REDAF.EHZ.AM.00 (0x32 0x30) 0 i4 206 100.0 2024/02/19 14:57:58.77 (1708354678.7740) 2024/02/19 14:58:00.82 (1708354680.8240) 0x00 0x00 i66 m211 t19 len 888 [D: 0.6s F: 2.0s]
REDAF.EHZ.AM.00 (0x32 0x30) 0 i4 206 100.0 2024/02/19 14:58:00.83 (1708354680.8340) 2024/02/19 14:58:02.88 (1708354682.8840) 0x00 0x00 i66 m211 t19 len 888 [D: 0.9s F: 2.4s]
REDAF.EHZ.AM.00 (0x32 0x30) 0 i4 206 100.0 2024/02/19 14:58:02.89 (1708354682.8940) 2024/02/19 14:58:04.94 (1708354684.9440) 0x00 0x00 i66 m211 t19 len 888 [D: 0.9s F: 2.0s]
REDAF.EHZ.AM.00 (0x32 0x30) 0 i4 206 100.0 2024/02/19 14:58:04.95 (1708354684.9540) 2024/02/19 14:58:07.00 (1708354687.0040) 0x00 0x00 i66 m211 t19 len 888 [D: 0.8s F: 2.0s]
...

I will note that near the REDAF, there is a motor that runs constantly in the background at about 28 Hz. I imagine (related to your comments) that the motor strongly effects the sensor, likely resulting in poor data compression causing the packets to send more frequently than our RA192 station.

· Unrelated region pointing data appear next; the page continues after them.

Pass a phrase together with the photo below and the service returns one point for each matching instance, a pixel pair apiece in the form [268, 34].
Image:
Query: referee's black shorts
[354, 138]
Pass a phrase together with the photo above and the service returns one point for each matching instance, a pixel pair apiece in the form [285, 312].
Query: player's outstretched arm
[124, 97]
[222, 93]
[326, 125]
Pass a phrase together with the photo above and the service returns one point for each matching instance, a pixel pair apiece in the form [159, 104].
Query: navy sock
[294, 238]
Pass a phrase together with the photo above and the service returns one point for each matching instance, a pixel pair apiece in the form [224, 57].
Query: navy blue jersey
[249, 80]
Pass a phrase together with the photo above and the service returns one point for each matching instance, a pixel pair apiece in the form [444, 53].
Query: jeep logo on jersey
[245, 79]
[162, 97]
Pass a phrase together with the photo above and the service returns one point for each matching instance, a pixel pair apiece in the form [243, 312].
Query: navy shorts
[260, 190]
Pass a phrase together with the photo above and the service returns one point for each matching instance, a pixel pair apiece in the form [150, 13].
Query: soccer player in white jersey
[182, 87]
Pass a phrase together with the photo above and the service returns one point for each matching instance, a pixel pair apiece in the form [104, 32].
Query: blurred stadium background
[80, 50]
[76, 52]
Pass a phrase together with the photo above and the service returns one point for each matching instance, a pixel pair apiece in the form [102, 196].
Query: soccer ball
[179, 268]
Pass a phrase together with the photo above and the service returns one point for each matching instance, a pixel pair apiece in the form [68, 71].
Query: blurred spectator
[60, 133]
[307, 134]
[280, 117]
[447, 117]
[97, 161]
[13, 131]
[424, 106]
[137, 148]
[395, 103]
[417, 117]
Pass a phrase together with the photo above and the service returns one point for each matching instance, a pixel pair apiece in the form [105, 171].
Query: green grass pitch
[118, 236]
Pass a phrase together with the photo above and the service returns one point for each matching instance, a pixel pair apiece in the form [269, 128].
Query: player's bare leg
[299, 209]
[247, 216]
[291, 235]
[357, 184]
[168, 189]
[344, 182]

My question is, is there a way I could modify the seedlink protocol on the RS itself to decrease the packet size required to be sent so that they send more frequently? A packet sent every 1-2 seconds using the TCP protocol would be ideal, rather than the 3-4 second delay.